Is it going to be harder for international artists to come to the United States in the future?

In a word: possibly. Of course, if more artists try to skirt visa regulations, it's very likely that CBP will scrutinize all musicians' entries even more closely.

However, it's already very challenging to obtain what's called an O or P visa, which are two of the kinds of visas granted to musicians and other performers. In order to qualify, individual artists (who would apply for an O category visa) or bands (a P visa) have to qualify as "aliens of extraordinary ability in the arts."

Getting one of these O or P visas takes many months, thousands of dollars and piles of paperwork, reviews and letters of recommendation attesting that the applying musicians have already built a professionally significant and generally recognized career. As the United States Citizenship and Immigration Services [USCIS] website explains, the government will grant these visas only under very specific conditions:

"Extraordinary ability in the field of arts means distinction. Distinction means a high level of achievement in the field of the arts evidenced by a degree of skill and recognition substantially above that ordinarily encountered to the extent that a person described as prominent is renowned, leading, or well-known in the field of arts."

That is to say, if you're a young, independent artist or band only starting to make your mark on the music scene — and hoping that a performance at an event like SXSW is going to boost your visibility to American bookers, agents, record labels and the like — it's pretty improbable that the U.S. government is going to deem you "renowned."

And as lawyer Brian Taylor Goldstein explained in his article, even if an O or P visa is issued, it remains totally up to the discretion of an individual immigration officer at the border to allow — or refuse — someone's entry into the U.S., regardless of what visa that person is carrying. "An Immigration Officer has the unfettered authority and discretion to deny entry to any artist from any nationality for any reason," he wrote. "To what extent this authority will be exercised remains to be seen."

But will things be harder in the immediate future, given the heavy emphasis the Trump administration has put on travel, border control and immigration?

The laws regarding visa work rules have existed for years — well before the Trump administration took office. But the process for obtaining permission to travel to the U.S., including petitioning for an O or P visa, is becoming potentially more onerous and time-consuming than it was even a few months ago. This is partly because of President Trump's most recent executive order on immigration, which was issued on March 6.

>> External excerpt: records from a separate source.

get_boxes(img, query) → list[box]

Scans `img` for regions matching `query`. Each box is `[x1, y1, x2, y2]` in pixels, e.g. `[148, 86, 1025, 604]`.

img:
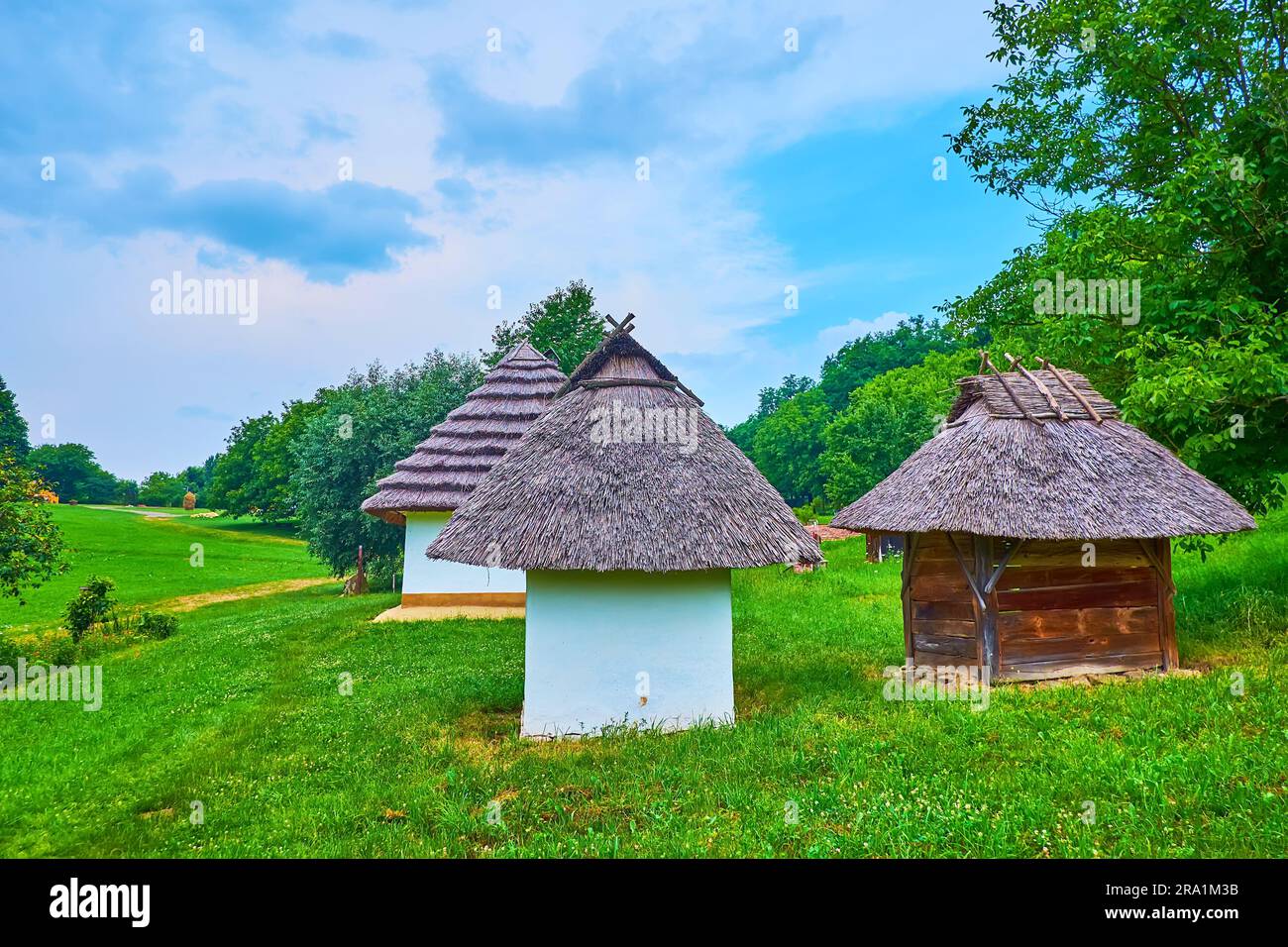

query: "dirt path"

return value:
[80, 504, 183, 519]
[149, 579, 342, 612]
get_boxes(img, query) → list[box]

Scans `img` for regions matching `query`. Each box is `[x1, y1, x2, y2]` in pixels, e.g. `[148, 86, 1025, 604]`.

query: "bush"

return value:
[63, 576, 116, 642]
[139, 612, 179, 639]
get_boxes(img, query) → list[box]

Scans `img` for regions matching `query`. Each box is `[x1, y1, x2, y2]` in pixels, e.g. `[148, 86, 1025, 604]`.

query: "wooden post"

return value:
[1155, 536, 1181, 672]
[974, 536, 1001, 678]
[899, 532, 917, 663]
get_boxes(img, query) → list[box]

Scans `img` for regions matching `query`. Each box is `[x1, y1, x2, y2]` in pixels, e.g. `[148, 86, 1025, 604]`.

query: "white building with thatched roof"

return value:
[429, 317, 821, 736]
[832, 353, 1256, 681]
[362, 342, 567, 608]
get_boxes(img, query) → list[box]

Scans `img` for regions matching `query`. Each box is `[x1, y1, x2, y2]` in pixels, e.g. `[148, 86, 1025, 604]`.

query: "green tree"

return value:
[819, 316, 987, 411]
[0, 450, 67, 601]
[751, 388, 832, 506]
[138, 471, 188, 506]
[26, 443, 119, 502]
[725, 374, 814, 456]
[291, 351, 483, 583]
[483, 279, 604, 373]
[202, 411, 278, 517]
[943, 0, 1288, 510]
[0, 377, 31, 462]
[819, 351, 976, 509]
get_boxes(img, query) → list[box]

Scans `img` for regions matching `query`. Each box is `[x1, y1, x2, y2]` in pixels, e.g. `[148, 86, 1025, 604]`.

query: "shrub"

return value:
[139, 612, 179, 639]
[63, 576, 116, 642]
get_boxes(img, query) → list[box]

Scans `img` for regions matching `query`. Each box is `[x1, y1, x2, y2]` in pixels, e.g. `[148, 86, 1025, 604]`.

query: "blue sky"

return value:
[0, 0, 1031, 478]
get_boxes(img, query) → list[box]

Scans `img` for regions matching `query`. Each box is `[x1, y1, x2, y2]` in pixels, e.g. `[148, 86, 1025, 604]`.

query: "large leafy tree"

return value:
[944, 0, 1288, 510]
[26, 443, 120, 502]
[728, 374, 814, 454]
[0, 377, 31, 460]
[291, 351, 483, 581]
[202, 411, 280, 519]
[483, 279, 604, 373]
[138, 471, 188, 506]
[819, 316, 988, 411]
[751, 388, 832, 506]
[0, 450, 67, 596]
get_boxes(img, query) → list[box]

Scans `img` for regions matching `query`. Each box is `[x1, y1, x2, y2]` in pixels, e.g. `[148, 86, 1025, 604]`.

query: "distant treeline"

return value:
[729, 316, 988, 513]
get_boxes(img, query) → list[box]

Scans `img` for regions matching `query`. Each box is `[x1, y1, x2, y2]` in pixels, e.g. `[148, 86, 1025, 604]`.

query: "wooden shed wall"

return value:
[905, 533, 1176, 679]
[905, 532, 983, 665]
[995, 540, 1166, 679]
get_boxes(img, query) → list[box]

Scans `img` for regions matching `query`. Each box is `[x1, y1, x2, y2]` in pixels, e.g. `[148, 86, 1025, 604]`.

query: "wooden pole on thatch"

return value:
[1038, 359, 1105, 424]
[1002, 352, 1069, 421]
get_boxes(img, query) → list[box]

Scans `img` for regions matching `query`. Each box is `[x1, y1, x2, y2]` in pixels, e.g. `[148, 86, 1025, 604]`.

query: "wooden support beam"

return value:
[984, 540, 1024, 595]
[944, 532, 988, 608]
[1136, 537, 1176, 595]
[1156, 536, 1181, 672]
[974, 536, 999, 678]
[899, 532, 921, 661]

In the past, officials at individual consulates could choose to waive in-person interview requirements if someone was seeking to renew an O or P visa within 12 months of a previous O or P visa expiring. The idea was that since such an applicant had already been interviewed and vetted fairly recently, and since that person would have a demonstrated professional history already on the books, it wasn't necessary to have the applicant come back to the U.S. consulate for another interview.

According to Section 9 of this executive order, however, all individuals seeking a non-immigrant visa — including previous holders of O or P visas — must return to U.S. consulates for personal interviews.

As Goldstein noted, "Until additional consular staff is hired, [the] Order will place enormous burdens on U.S. consulates and embassies — particularly high-volume consulates — by increasing already extended interview wait times and processing times, wasting limited resources and potentially decreasing the quality of consular interviews."